Amass is a noun that means any mass, regardless of the amount of mass the object in question possesses. For example, an amass could refer to the mass of something as minuscule as an electron or an angel that stops dancing on the head of a pin long enough to be measured/weighed accurately. (Their perpetual motion is the primary reason that the precise average mass of an angel is indeterminate. This raises some interesting philosophical questions. For example, if an angel dances in a forest or even on the oft-cited pinhead, but there is no one around to measure/weigh it, does it have mass?)
Likewise, an amass can refer to something as large as, say, a full-grown, adult male African elephant or even an entire galaxy.
If you are travelling with something with an amass of a full-grown, adult male African elephant or, particularly, a galaxy, the airline will charge you an excess baggage fee that would make that elephant choke to death, in which case you probably wouldn’t want to travel with it.

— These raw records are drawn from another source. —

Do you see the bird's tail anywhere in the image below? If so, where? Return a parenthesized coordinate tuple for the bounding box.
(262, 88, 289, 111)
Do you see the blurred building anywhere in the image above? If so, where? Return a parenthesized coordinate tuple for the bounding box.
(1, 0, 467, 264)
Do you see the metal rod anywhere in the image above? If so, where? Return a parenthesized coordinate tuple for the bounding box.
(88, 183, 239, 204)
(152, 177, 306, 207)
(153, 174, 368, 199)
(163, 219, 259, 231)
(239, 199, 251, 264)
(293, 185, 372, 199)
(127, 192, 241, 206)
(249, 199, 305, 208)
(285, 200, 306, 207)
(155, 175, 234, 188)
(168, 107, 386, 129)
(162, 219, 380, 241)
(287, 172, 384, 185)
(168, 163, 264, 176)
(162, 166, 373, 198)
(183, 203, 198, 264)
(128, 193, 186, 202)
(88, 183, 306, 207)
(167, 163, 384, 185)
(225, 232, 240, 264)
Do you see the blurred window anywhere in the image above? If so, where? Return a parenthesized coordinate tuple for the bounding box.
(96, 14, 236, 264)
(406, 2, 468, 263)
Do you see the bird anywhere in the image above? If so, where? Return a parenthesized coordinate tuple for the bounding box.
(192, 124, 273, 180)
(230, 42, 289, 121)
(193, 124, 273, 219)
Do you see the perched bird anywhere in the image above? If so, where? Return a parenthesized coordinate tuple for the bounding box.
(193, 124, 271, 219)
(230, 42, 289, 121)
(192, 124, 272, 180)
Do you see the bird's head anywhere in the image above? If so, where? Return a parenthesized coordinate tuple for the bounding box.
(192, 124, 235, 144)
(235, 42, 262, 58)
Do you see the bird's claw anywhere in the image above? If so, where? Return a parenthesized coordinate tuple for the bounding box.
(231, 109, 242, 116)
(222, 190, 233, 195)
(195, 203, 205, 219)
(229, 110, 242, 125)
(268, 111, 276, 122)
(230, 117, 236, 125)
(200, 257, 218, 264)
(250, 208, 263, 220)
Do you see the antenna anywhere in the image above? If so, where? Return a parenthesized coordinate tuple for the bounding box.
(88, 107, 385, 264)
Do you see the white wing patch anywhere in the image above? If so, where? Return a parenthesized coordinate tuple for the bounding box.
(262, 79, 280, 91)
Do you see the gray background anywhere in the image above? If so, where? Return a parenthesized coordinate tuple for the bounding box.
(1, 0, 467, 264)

On the other hand, if you are traveling with something with an amass of an electron or a non-dancing angel, the airline will still charge you an exorbitant excess baggage fee, but the will probably be a manageable fee as long as you are at least financially comfortable.
Upon seeing and understanding the definition of amass, many people would quite naturally ask, “Why do we need the word amass when we already have the word mass?” Many people should shut the hell up.